I think Rosenberg will be low in his estimates. He uses the current underemployed and the record-low work week statistic as the basis of his projection. Nothing wrong here. But, in addition to these effects, we have others that will likely come into play. First, the extension of unemployment benefits will produce upward pressure on the unemployment rate as certain people will use the extended benefits to either defer their search or to search harder and longer. Second, I don’t believe the impact of the tax and regulatory framework has been fully comprehended by business. Is healthcare going to pass? In what form? What will this cost per employee? When are taxes going up? Who will bear the brunt of them? These uncertainties have certainly frozen new hiring and investment, but when they become certainties, in whatever form, they will likely have add-on effects. Third, this economy is still going down. It has not yet bottomed.

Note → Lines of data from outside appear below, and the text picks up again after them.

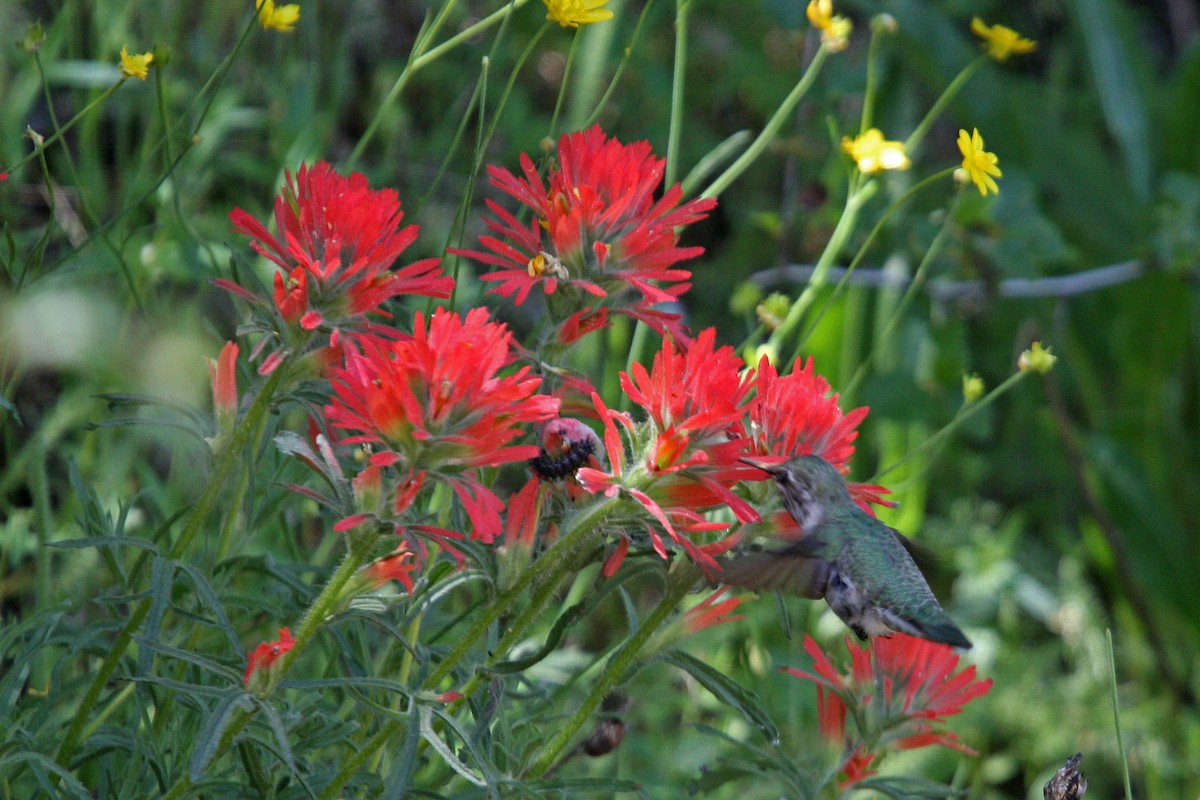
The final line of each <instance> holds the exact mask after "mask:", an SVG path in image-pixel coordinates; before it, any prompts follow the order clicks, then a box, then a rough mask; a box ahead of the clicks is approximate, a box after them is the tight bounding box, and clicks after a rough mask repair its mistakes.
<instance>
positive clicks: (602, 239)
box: [451, 126, 716, 341]
mask: <svg viewBox="0 0 1200 800" xmlns="http://www.w3.org/2000/svg"><path fill="white" fill-rule="evenodd" d="M665 164H666V162H665V160H661V158H655V157H654V155H653V152H652V151H650V145H649V144H648V143H646V142H637V143H634V144H629V145H625V144H622V143H620V142H618V140H617V139H608V138H607V137H606V136H605V133H604V132H602V131H601V130H600V127H599V126H594V127H592V128H589V130H587V131H580V132H576V133H569V134H565V136H563V138H562V139H560V140H559V144H558V163H557V166H551V168H550V173H548V175H547V178H546V180H545V181H544V180H542V178H541V175H539V174H538V169H536V168H535V166H534V162H533V160H532V158H529V156H528V155H526V154H522V155H521V173H522V176H520V178H518V176H516V175H514V174H512V173H511V172H509V170H508V169H504V168H500V167H494V166H492V167H488V175H490V178H491V184H492V186H494V187H496V188H498V190H500V191H502V192H504V193H505V194H509V196H510V197H512V198H514V199H516V200H517V201H520V203H521V204H522V205H524V206H527V207H528V209H530V210H532V211H533V219H532V221H530V222H529V223H528V224H526V223H522V222H521V221H520V219H517V217H516V216H515V215H514V213H511V212H509V211H506V210H505V209H504V207H503V206H500V205H499V204H498V203H494V201H492V200H488V201H487V206H488V209H490V210H491V211H492V213H493V215H494V216H493V217H491V218H487V219H485V224H486V225H487V228H488V230H490V231H491V234H488V235H484V236H481V237H480V240H479V241H480V245H481V246H482V248H484V249H479V251H451V252H457V253H460V254H463V255H468V257H470V258H474V259H475V260H479V261H481V263H484V264H490V265H492V266H494V267H497V269H496V270H493V271H492V272H490V273H488V275H485V276H482V279H484V281H490V282H493V283H496V284H497V287H496V289H494V291H496V293H498V294H500V295H504V296H515V299H516V302H517V303H522V302H524V301H526V299H527V297H528V296H529V291H530V290H532V289H533V288H534V287H535V285H538V284H540V285H541V289H542V291H545V293H546V294H547V295H550V294H554V293H556V291H557V290H558V289H559V288H560V287H572V288H575V289H577V293H576V295H572V296H574V299H575V300H576V301H577V305H576V306H575V307H572V308H571V309H570V311H571V314H570V317H569V319H568V320H559V323H560V324H562V325H563V327H562V329H560V331H559V333H560V338H563V339H564V341H574V338H577V337H578V336H580V335H581V332H587V331H588V330H595V329H596V327H602V326H605V325H606V324H607V315H606V307H612V308H613V309H614V311H617V312H619V313H623V314H629V315H631V317H635V318H637V319H643V320H646V321H647V323H648V324H650V325H652V326H653V327H654V329H655V330H659V331H664V330H673V331H676V332H677V333H679V335H682V332H683V329H682V325H680V324H679V319H678V317H676V315H673V314H666V313H664V312H659V311H655V309H653V308H650V306H652V305H653V303H659V302H668V301H673V300H677V299H678V297H679V296H680V295H682V294H683V293H684V291H686V290H688V288H689V287H690V283H686V281H688V279H689V278H690V277H691V272H690V271H688V270H685V269H679V267H677V266H676V264H678V263H679V261H682V260H685V259H689V258H695V257H697V255H700V254H701V253H702V252H703V248H701V247H679V236H678V233H677V231H678V229H679V228H680V227H683V225H688V224H691V223H692V222H696V221H698V219H703V218H704V217H706V216H708V212H709V211H710V210H712V209H713V207H714V206H715V205H716V201H715V200H714V199H700V198H697V199H694V200H689V201H688V203H684V204H683V205H680V201H682V199H683V190H682V188H680V187H679V185H676V186H672V187H671V188H668V190H667V191H666V192H665V193H664V194H662V197H661V198H659V199H658V200H655V199H654V194H655V192H656V191H658V188H659V186H660V185H661V182H662V172H664V167H665ZM629 295H634V296H632V297H630V296H629ZM587 297H592V299H593V300H587ZM580 305H582V306H583V308H582V311H581V309H580ZM566 321H569V323H570V324H569V325H566V324H565V323H566Z"/></svg>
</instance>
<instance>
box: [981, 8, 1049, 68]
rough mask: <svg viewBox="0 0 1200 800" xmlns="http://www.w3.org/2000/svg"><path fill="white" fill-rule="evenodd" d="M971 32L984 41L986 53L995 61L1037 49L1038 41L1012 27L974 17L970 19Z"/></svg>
mask: <svg viewBox="0 0 1200 800" xmlns="http://www.w3.org/2000/svg"><path fill="white" fill-rule="evenodd" d="M971 32H973V34H974V35H976V36H978V37H979V38H982V40H983V41H984V46H985V47H986V48H988V55H990V56H991V58H994V59H995V60H997V61H1007V60H1008V56H1010V55H1021V54H1024V53H1030V52H1031V50H1034V49H1037V47H1038V43H1037V42H1034V41H1033V40H1032V38H1025V37H1022V36H1021V35H1020V34H1018V32H1016V31H1015V30H1013V29H1012V28H1004V26H1003V25H986V24H984V22H983V20H982V19H979V18H978V17H976V18H974V19H972V20H971Z"/></svg>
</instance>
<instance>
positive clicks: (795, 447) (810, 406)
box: [750, 357, 889, 512]
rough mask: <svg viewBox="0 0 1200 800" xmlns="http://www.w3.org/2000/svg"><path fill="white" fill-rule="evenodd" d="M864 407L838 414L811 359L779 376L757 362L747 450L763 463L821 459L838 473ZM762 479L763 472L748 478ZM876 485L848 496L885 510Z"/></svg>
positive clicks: (836, 406)
mask: <svg viewBox="0 0 1200 800" xmlns="http://www.w3.org/2000/svg"><path fill="white" fill-rule="evenodd" d="M866 411H868V409H866V408H857V409H854V410H853V411H850V413H848V414H842V411H841V407H840V405H839V404H838V395H833V393H830V386H829V381H828V380H826V379H824V378H823V377H821V375H818V374H816V372H815V371H814V368H812V359H811V357H810V359H809V360H808V363H802V361H800V360H799V359H797V360H796V362H794V363H793V365H792V371H791V372H790V373H788V374H786V375H780V374H779V372H778V371H776V369H775V367H774V365H772V363H770V362H769V361H768V360H767V359H766V357H764V359H762V361H760V362H758V371H757V374H756V377H755V399H754V403H752V404H751V407H750V429H751V440H752V445H751V450H752V452H754V453H755V455H756V456H766V457H767V458H763V461H768V462H769V461H773V459H772V458H770V457H772V456H776V457H778V459H775V461H785V459H787V458H791V457H793V456H809V455H815V456H821V457H822V458H824V459H826V461H827V462H829V463H830V464H833V465H834V467H836V468H838V469H839V470H841V471H842V473H846V471H848V469H850V468H848V463H850V459H851V457H853V455H854V439H857V438H858V431H857V429H856V428H857V427H858V423H859V422H862V421H863V419H864V417H865V416H866ZM750 477H751V479H760V480H762V479H763V477H764V474H763V473H758V474H757V475H754V476H750ZM882 493H887V489H884V488H883V487H880V486H869V485H864V483H851V485H850V494H851V497H853V498H854V500H856V501H857V503H858V505H860V506H862V507H863V509H864V510H865V511H868V512H870V511H871V509H870V506H869V504H871V503H876V504H881V505H889V504H888V503H887V501H886V500H883V499H882V498H881V497H880V495H881V494H882Z"/></svg>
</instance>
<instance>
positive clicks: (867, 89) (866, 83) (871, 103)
mask: <svg viewBox="0 0 1200 800" xmlns="http://www.w3.org/2000/svg"><path fill="white" fill-rule="evenodd" d="M878 49H880V26H878V25H876V24H874V23H872V24H871V43H870V44H868V47H866V89H865V90H864V91H863V116H862V120H860V121H859V124H858V133H859V136H862V134H863V133H866V132H868V131H870V130H871V122H872V121H874V119H875V96H876V89H877V88H878V79H880V70H878V64H877V59H876V55H877V53H878Z"/></svg>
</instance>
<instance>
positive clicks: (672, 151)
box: [662, 0, 691, 186]
mask: <svg viewBox="0 0 1200 800" xmlns="http://www.w3.org/2000/svg"><path fill="white" fill-rule="evenodd" d="M690 6H691V0H676V54H674V70H673V72H672V74H671V125H670V127H668V128H667V172H666V178H665V179H664V181H662V184H664V186H674V184H676V175H678V174H679V136H680V134H682V133H683V92H684V83H685V82H684V78H685V76H686V71H688V10H689V7H690Z"/></svg>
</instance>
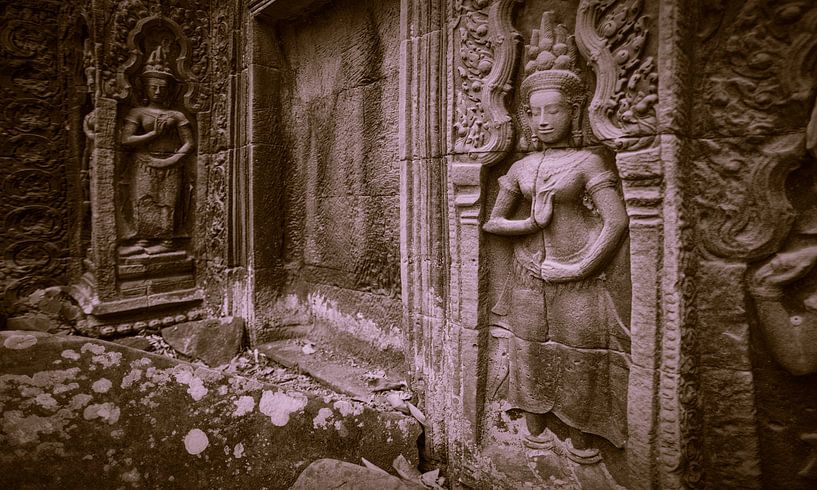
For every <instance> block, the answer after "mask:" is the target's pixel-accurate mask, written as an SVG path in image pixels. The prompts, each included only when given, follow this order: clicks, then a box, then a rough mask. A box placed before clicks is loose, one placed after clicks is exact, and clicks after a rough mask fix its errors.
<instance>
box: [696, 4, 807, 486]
mask: <svg viewBox="0 0 817 490" xmlns="http://www.w3.org/2000/svg"><path fill="white" fill-rule="evenodd" d="M699 15H700V17H699V19H700V20H701V22H702V26H703V29H702V30H701V31H700V33H699V34H698V36H697V37H696V39H695V52H696V63H695V64H694V65H693V66H694V78H695V89H694V92H693V95H692V97H693V100H694V101H695V104H696V110H695V111H694V112H693V114H694V118H693V120H692V126H691V137H692V139H693V144H692V146H693V148H694V149H695V151H694V154H693V156H692V158H691V161H690V173H689V175H688V178H689V180H690V184H689V185H690V188H692V189H695V191H696V192H695V197H694V198H693V199H691V203H690V204H691V205H693V206H694V207H695V211H696V212H695V216H696V218H697V220H696V226H695V229H696V236H697V243H698V244H699V245H698V247H697V248H696V255H697V261H698V273H697V274H696V276H695V283H696V289H697V295H696V301H695V306H696V309H697V310H698V317H699V323H698V326H697V337H698V339H697V344H696V345H697V355H698V360H699V374H698V376H699V383H700V386H701V400H700V402H701V407H700V410H701V413H702V419H703V425H702V427H701V428H700V430H701V436H700V441H701V442H702V450H703V457H704V460H703V464H704V468H705V471H704V481H706V482H707V484H709V485H712V486H741V487H744V488H761V487H763V488H773V487H786V488H803V489H805V488H811V487H812V486H813V485H814V478H815V477H817V474H815V472H814V468H813V464H814V452H813V451H814V442H813V441H814V436H813V433H814V431H815V428H817V398H815V396H814V395H815V393H817V376H816V375H815V374H814V371H815V362H817V360H815V359H814V350H813V349H811V348H809V347H807V344H810V343H811V342H813V339H814V337H813V336H814V333H813V331H814V326H813V323H812V322H813V315H814V314H813V312H812V311H813V310H812V309H811V306H809V305H810V299H809V298H810V296H811V295H812V294H813V291H814V273H813V272H808V271H809V270H810V269H811V264H813V258H811V257H810V254H809V253H808V250H809V247H812V246H813V244H814V238H813V237H814V232H815V228H814V215H815V214H814V213H815V209H817V208H815V204H816V203H815V197H814V191H813V189H814V182H815V180H814V179H815V176H817V168H815V163H817V161H815V157H814V146H813V144H814V143H813V139H812V138H813V134H814V133H813V129H814V127H813V125H814V122H815V121H814V113H813V112H812V108H813V104H814V94H815V87H816V86H817V71H815V67H816V66H817V59H815V56H814V47H815V46H816V45H817V36H815V31H814V27H815V26H816V25H817V24H815V22H817V10H815V8H814V7H813V5H811V4H810V3H804V2H787V1H783V2H770V1H753V2H722V3H721V4H719V5H706V6H703V9H702V11H701V12H699ZM804 250H805V252H804ZM770 264H771V268H770ZM784 276H785V277H784ZM780 294H785V299H781V298H780V297H779V295H780ZM809 332H812V333H809ZM792 335H794V336H792ZM809 339H811V340H809ZM781 345H785V346H786V347H785V348H783V349H781ZM810 357H811V361H809V358H810ZM809 364H810V366H812V367H810V368H809V367H808V365H809ZM726 400H728V403H727V402H726ZM809 434H812V435H811V436H810V435H809ZM809 465H811V467H810V469H809ZM735 466H738V467H740V471H734V470H733V469H731V468H733V467H735Z"/></svg>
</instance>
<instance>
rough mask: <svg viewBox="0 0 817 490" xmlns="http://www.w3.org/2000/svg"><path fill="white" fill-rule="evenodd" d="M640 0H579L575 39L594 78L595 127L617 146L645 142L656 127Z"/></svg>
mask: <svg viewBox="0 0 817 490" xmlns="http://www.w3.org/2000/svg"><path fill="white" fill-rule="evenodd" d="M642 6H643V0H622V1H618V0H583V1H582V2H581V4H580V5H579V11H578V14H577V17H576V40H577V43H578V47H579V49H580V50H581V53H582V55H584V57H585V58H587V59H588V60H589V62H590V63H591V65H593V67H594V69H595V71H596V74H597V76H598V79H597V80H596V92H595V95H594V96H593V101H592V102H591V104H590V108H589V114H590V124H591V125H592V127H593V132H594V133H595V134H596V136H598V137H599V138H600V139H602V141H604V142H605V143H606V144H609V145H612V146H615V147H616V148H617V149H620V150H637V149H639V148H643V147H646V146H649V145H650V144H651V143H652V140H653V139H654V135H655V132H656V129H657V117H656V112H655V105H656V104H657V103H658V73H657V71H656V66H655V62H654V60H653V58H652V57H651V56H645V53H644V51H645V49H644V48H645V46H646V43H647V36H648V35H649V29H648V27H647V24H648V22H649V20H650V19H649V17H648V16H646V15H642Z"/></svg>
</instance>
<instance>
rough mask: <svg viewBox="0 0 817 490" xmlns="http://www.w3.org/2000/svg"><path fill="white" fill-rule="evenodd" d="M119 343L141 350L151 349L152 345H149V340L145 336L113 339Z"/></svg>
mask: <svg viewBox="0 0 817 490" xmlns="http://www.w3.org/2000/svg"><path fill="white" fill-rule="evenodd" d="M114 342H116V343H117V344H119V345H124V346H125V347H130V348H131V349H137V350H143V351H147V352H150V351H152V350H153V346H152V345H151V343H150V341H148V339H146V338H145V337H140V336H137V337H125V338H123V339H118V340H115V341H114Z"/></svg>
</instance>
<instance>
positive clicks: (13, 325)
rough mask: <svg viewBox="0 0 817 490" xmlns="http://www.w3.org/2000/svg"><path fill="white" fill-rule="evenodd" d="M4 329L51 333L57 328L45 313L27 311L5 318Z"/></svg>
mask: <svg viewBox="0 0 817 490" xmlns="http://www.w3.org/2000/svg"><path fill="white" fill-rule="evenodd" d="M6 329H7V330H31V331H37V332H52V333H53V332H54V331H56V330H57V325H55V324H54V322H53V321H52V320H51V319H50V318H49V317H48V316H47V315H43V314H42V313H28V314H25V315H22V316H16V317H12V318H9V319H8V320H6Z"/></svg>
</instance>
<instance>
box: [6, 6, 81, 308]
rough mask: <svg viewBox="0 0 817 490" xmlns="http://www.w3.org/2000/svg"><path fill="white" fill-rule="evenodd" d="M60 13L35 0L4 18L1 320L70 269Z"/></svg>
mask: <svg viewBox="0 0 817 490" xmlns="http://www.w3.org/2000/svg"><path fill="white" fill-rule="evenodd" d="M58 10H59V6H58V5H57V3H56V2H47V1H35V2H27V3H25V4H19V2H18V4H14V3H11V4H8V5H5V6H4V8H3V9H2V13H0V52H2V56H0V70H2V71H3V73H5V74H6V76H5V77H4V78H3V79H2V81H0V97H2V98H3V100H5V101H6V103H5V105H4V107H3V110H2V111H0V146H2V148H0V150H2V151H0V182H2V191H3V197H2V198H0V219H2V221H3V223H4V226H3V227H2V229H1V230H0V243H2V248H3V250H2V257H3V260H2V263H0V287H2V288H4V290H5V291H4V297H5V302H4V303H3V304H2V306H0V310H4V311H0V316H2V315H3V314H4V313H6V312H8V313H14V311H15V309H17V307H18V306H19V305H18V304H17V303H18V301H20V300H21V298H23V297H24V296H25V294H26V292H27V291H30V290H33V289H36V288H38V287H42V286H44V285H50V284H52V283H54V282H55V281H60V280H62V279H63V275H64V273H65V271H66V266H67V259H66V258H65V254H64V253H63V250H65V249H66V248H67V246H66V241H65V238H66V229H67V221H68V220H67V219H66V211H65V210H66V208H67V206H66V200H67V199H66V185H65V182H66V175H65V168H64V161H63V158H62V156H63V151H64V150H63V149H64V147H65V146H66V145H65V144H64V143H65V141H64V139H63V136H64V133H63V132H62V126H63V124H62V121H61V120H60V116H61V115H62V112H61V111H60V102H59V101H60V100H62V99H61V97H62V95H63V93H62V87H61V85H60V84H59V83H58V81H59V77H58V66H59V64H58V62H57V59H58V58H57V50H56V49H55V47H56V46H57V32H58V29H57V27H58V23H57V16H56V15H55V14H54V12H56V11H58ZM6 308H8V310H6Z"/></svg>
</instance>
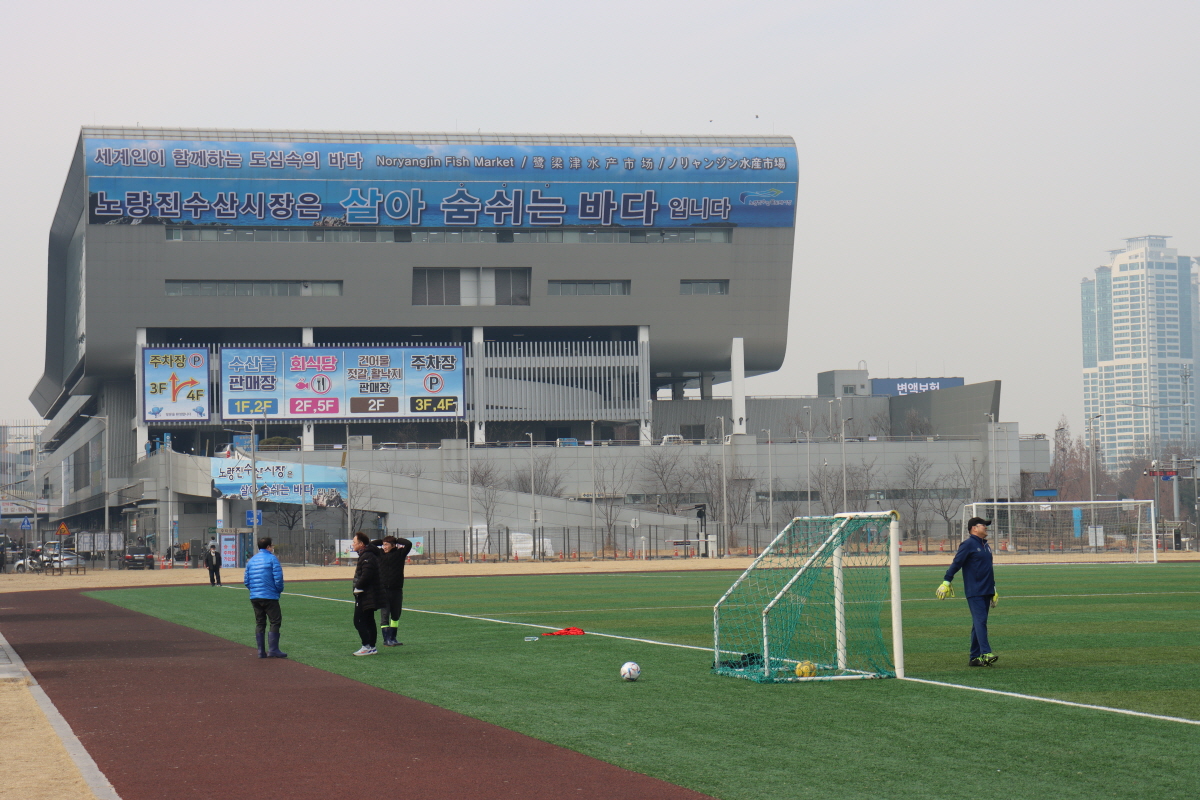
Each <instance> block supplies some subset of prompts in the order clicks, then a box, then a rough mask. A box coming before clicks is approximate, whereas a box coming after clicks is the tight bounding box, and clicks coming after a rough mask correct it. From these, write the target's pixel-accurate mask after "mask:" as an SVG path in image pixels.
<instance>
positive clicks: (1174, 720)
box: [900, 678, 1200, 726]
mask: <svg viewBox="0 0 1200 800" xmlns="http://www.w3.org/2000/svg"><path fill="white" fill-rule="evenodd" d="M900 680H907V681H911V682H913V684H929V685H930V686H946V687H948V688H965V690H967V691H968V692H983V693H985V694H1002V696H1003V697H1015V698H1018V699H1022V700H1037V702H1038V703H1054V704H1055V705H1070V706H1073V708H1076V709H1091V710H1093V711H1110V712H1112V714H1124V715H1127V716H1133V717H1146V718H1148V720H1163V721H1165V722H1182V723H1183V724H1196V726H1200V720H1187V718H1184V717H1169V716H1163V715H1160V714H1146V712H1144V711H1129V710H1127V709H1114V708H1110V706H1108V705H1091V704H1088V703H1072V702H1070V700H1056V699H1054V698H1051V697H1038V696H1037V694H1019V693H1016V692H1002V691H1000V690H996V688H980V687H978V686H962V685H961V684H944V682H942V681H940V680H925V679H923V678H901V679H900Z"/></svg>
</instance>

Here is Rosenberg’s take, solid as usual:

U.S. UNEMPLOYMENT RATE HEADED FOR 12.0-13.0%

There are serious structural issues undermining the U.S. labour market as companies continue to adjust their order books, production schedules and staffing requirements to a semi-permanently impaired credit backdrop. The bottom line is that the level of credit per unit of GDP is going to be much, much lower in the future than has been the case in the last two decades. While we may be getting close to a bottom in terms of employment, the jobless rate is very likely going to be climbing much further in the future due to the secular dynamics within the labour market.

But in a nutshell, to be calling for a 12.0-13.0% unemployment rate is meaningless except that it is very likely going to be a headline grabber. The most inclusive definition of them all, the U6 measure of the unemployment rate, which includes all forms of unemployed and underemployed, is already at 17.5%. The posted U3 jobless rate that everyone focuses on is at 10.2% (though if it weren’t for the drop in the labour force participation rate, to 65.1% from 66.0% a year ago, the unemployment rate would be testing the post-WWII high of 10.8% right now). The gap between the U6 and the official U3 rate is at a record 7.3 percentage points. Normally this spread is between 3-4 percentage points and ultimately we will see a reversion to the mean, to some unhappy middle where the U6 may be closer to 15.0-16.0% and the posted jobless rate closer to 12%. This will undoubtedly be a major political issue, especially in the context of a mid-term elections and the GOP starting to gain some electoral ground.

Think about it. We haven’t yet hit bottom on employment but that will happen at some point. Employment is not going to zero, of that we can assure you. But when we do start to see the economic clouds part in a more decisive fashion, what are employers likely to do first? Well, naturally they will begin to boost the workweek and just getting back to pre-recession levels would be the same as hiring more than two million people. Then there are the record number of people who got furloughed into part-time work and again, they total over nine million, and these folks are not counted as unemployed even if they are working considerably fewer days than they were before the credit crunch began.

So the business sector has a vast pool of resources to draw from before they start tapping into the ranks of the unemployed or the typical 100,000-125,000 new entrants into the labour force when the economy turns the corner. Hence the unemployment rate is going to very likely be making new highs long after the recession is over — perhaps even years.